Carria (left) and 10-year-old Akeelah (right) cuddle with their father, John Rooke, following a family dinner at their Observatory Hill home. Christi and John Rooke have adopted seven children. (Photo by Martha Rial/PublicSource)
Her younger kids were forcibly removed from their parents. They had experienced drug-addicted birth parents, abuse, neglect, and the sense of abandonment that stems from moving from foster home to foster home.
“To get to a place where you are removed from your birth parents, it means a lot of really hard, ugly things have happened,” Rooke said. “Our kids come from brokenness, from people who have been horribly hurt… It’s a hard thing to hear them ask, ‘My mom chose drugs over me?’”
Some people treat Rooke and her husband as heroes for adopting these children. It’s not a characterization they think is correct or healthy.

“We’re not heroes,” Rooke said. “We’re just people who are loving kids who have a different skin color.”

Off-limits

One key piece of advice experts offer to parents who have built their families through transracial adoption is to talk about the adoption, including painful topics such as the loss of their first families.
“If you don’t talk about birth parents, if you don’t talk about early experiences in foster care or losses involved in multiple caregivers, if you don’t talk about race, then kids get the message that it’s off-limits,” said Diana Schwab, a developmental consultant who works with transracial adoptees and their families at Pittsburgh’s Kids Plus Pediatrics.

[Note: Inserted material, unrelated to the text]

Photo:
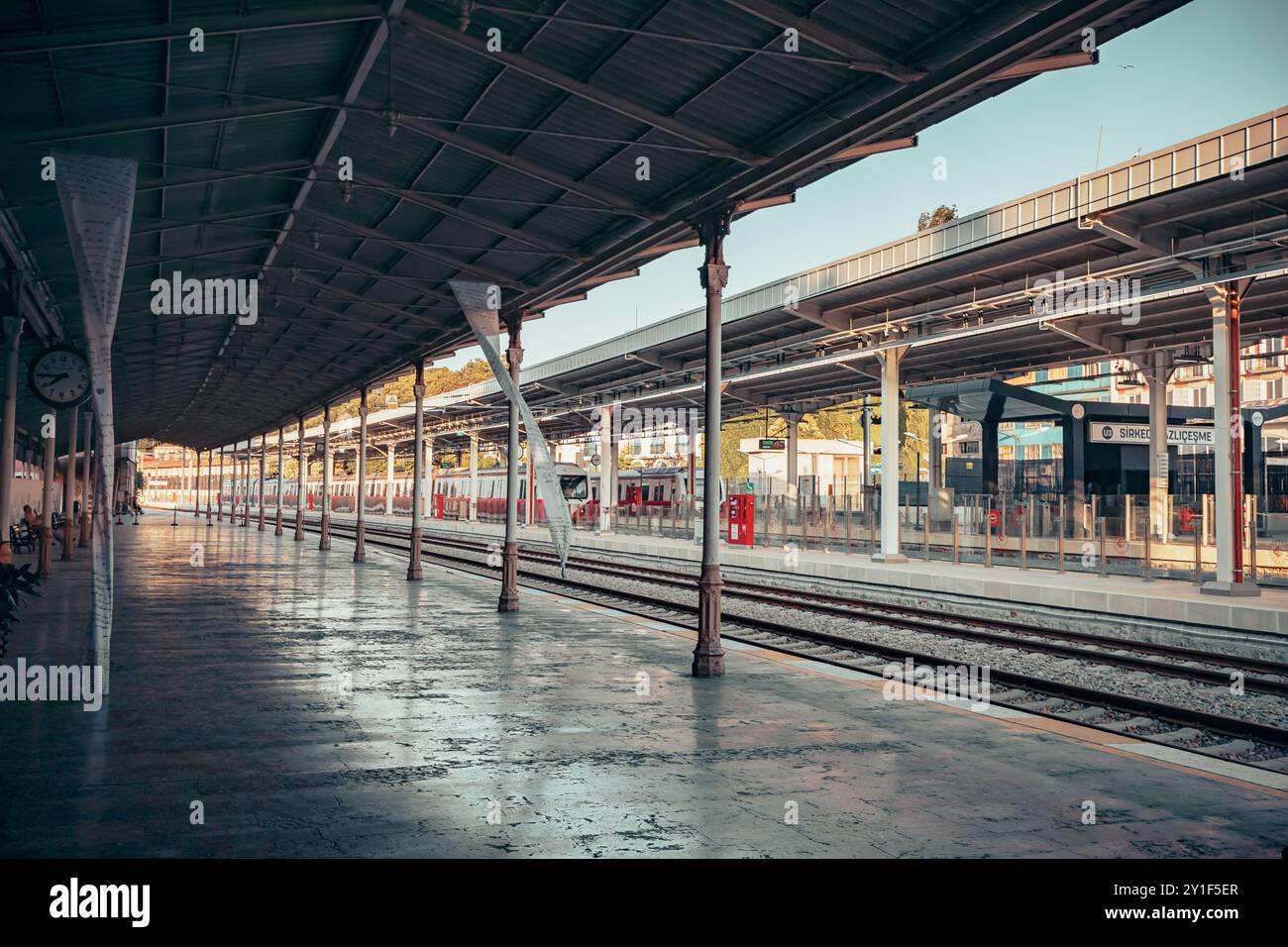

The Gallick girls pictured on their first days of school this August. Libby Gallick (left), 9, entered 4th grade at Assumption School in August. Zofia Gallick, 14, started high school this year at Northgate. (Photos courtesy Theresa Gallick)
Gallick’s older daughter, Zofia, a high school freshman, has her mother’s support in learning about and embracing her Chinese heritage.
She and her mom located a third cousin and a smattering of fourth and fifth cousins through the DNA ancestry service 23andMe. They’ve also visited Xi’an, her home city in China.
Zofia’s big question for her birth parents really reflects her life as a transracial adoptee who is also a typical teenager: Which side of my family do I get my athleticism from?
“I just wish I knew what my life could have been in China as well as here,” said Zofia, who is on the golf team and plans to join basketball and track. “I’m very athletic right now and couldn’t imagine my life without sports, and so if I were in China, I don’t know if I could play sports, or which sports I could play.”